The Act also recognises that for the effective prevention and investigation of bribery, some protection must be given to those persons with information relating to such activities. To this end, a whistle blower is protected from intimidation to provide information or give testimony in Court. Further, any adverse actions with respect to a whistle blower’s employment, for example, demotion, termination or unfavourable transfer is deemed to be an offence punishable by a fine of KES 1 million (USD 10,000) or imprisonment for a term not exceeding one (1) year.
Accessories to Bribery
Liability under the Act is not limited to the person offering the bribe, the recipient or person performing the function.
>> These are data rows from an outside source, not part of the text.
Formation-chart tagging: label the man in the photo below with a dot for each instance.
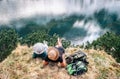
(56, 54)
(40, 50)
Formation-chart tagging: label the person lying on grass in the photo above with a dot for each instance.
(56, 54)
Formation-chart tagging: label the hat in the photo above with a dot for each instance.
(53, 53)
(39, 48)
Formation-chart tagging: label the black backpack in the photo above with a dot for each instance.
(77, 63)
(77, 56)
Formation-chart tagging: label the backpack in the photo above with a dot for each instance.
(77, 56)
(77, 63)
(76, 68)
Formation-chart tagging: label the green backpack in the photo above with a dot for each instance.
(77, 68)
It also attaches to a person or private entity that obtains property intended for use in a bribe, uses, transfers or has in possession property obtained in connection with a bribe or records such property in the financial records of the entity. Investors and organisations must therefore be cautious when investing or acquiring assets where property may have been obtained in connection with a bribe, and this underscores the importance of thorough due diligence.
The investigation and prosecution of offences under the Act are to be governed by the already existing Anti-Corruption and Economic Crimes Act, 2011. A person found guilty of offering, receiving or assisting in the giving or receiving of a bribe shall be liable on conviction, to imprisonment for a term not exceeding ten (10) years or to a fine not exceeding KES 5 million (USD 50,000) or both. Further, if the person received a quantifiable benefit or another person suffered a quantifiable loss, a mandatory fine equal to five (5) times the amount of benefit or loss may be imposed.
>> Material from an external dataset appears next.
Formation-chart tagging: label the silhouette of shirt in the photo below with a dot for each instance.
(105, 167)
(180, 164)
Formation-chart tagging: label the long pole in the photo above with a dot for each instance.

Additional remedies imposed by the Court include an order compelling the person or entity to pay back the amount or value of the advantage received or an order for confiscation of property received.
Other penalties relate to the ability of the persons found guilty to continue in their roles. Persons such as directors and partners may be disqualified from serving in those positions for a period not more than ten (10) years. There are also restrictions on running for public office or transacting with the Government if found culpable of an offence under the Act.
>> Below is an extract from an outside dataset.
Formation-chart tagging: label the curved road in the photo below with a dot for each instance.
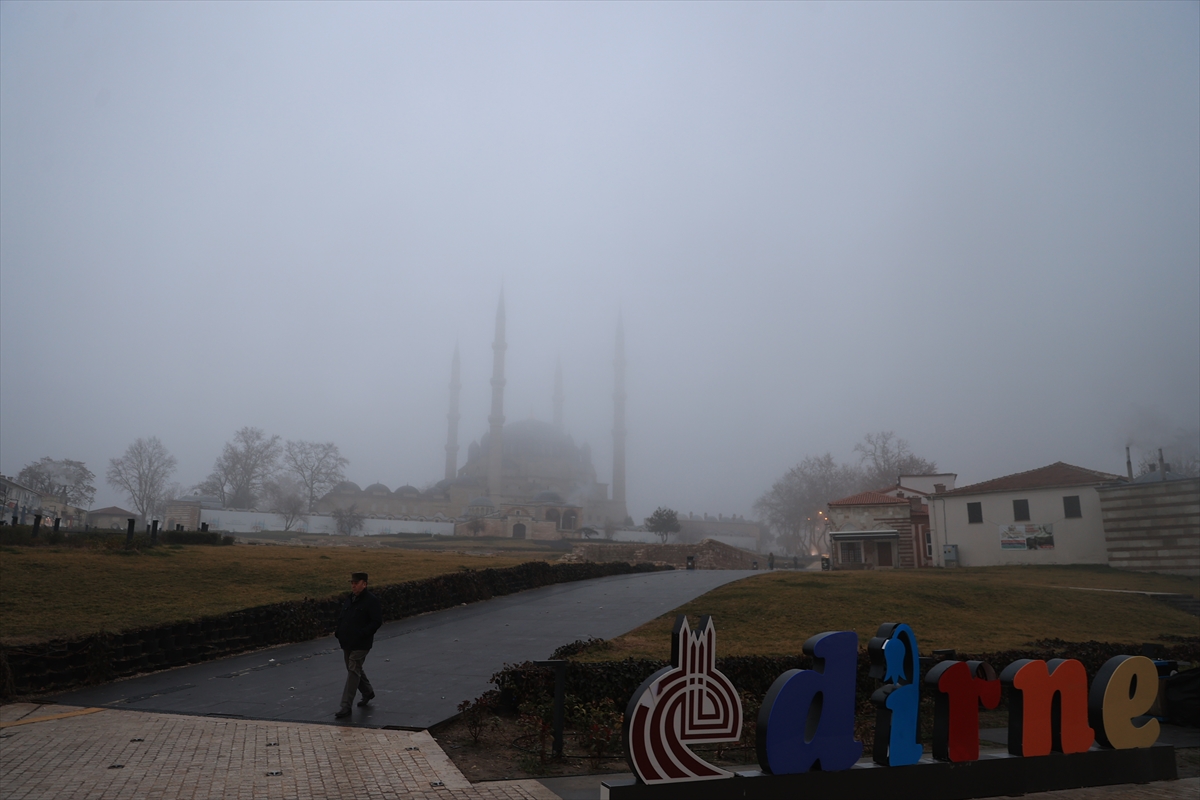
(421, 667)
Investors and organisations can now be protected under the provisions of the Act to eradicate hurdles previously faced in doing business. However, on the same token, individuals and private entities are placed on alert as they may be held liable if found to have engaged in activities in connection with bribery.
On the effectiveness of accountability and liability, only time can tell as a leaf may be borrowed or lessons learned from the effectiveness of prosecutions conducted under the Anti-Corruption and Economic Crimes Act, 2011.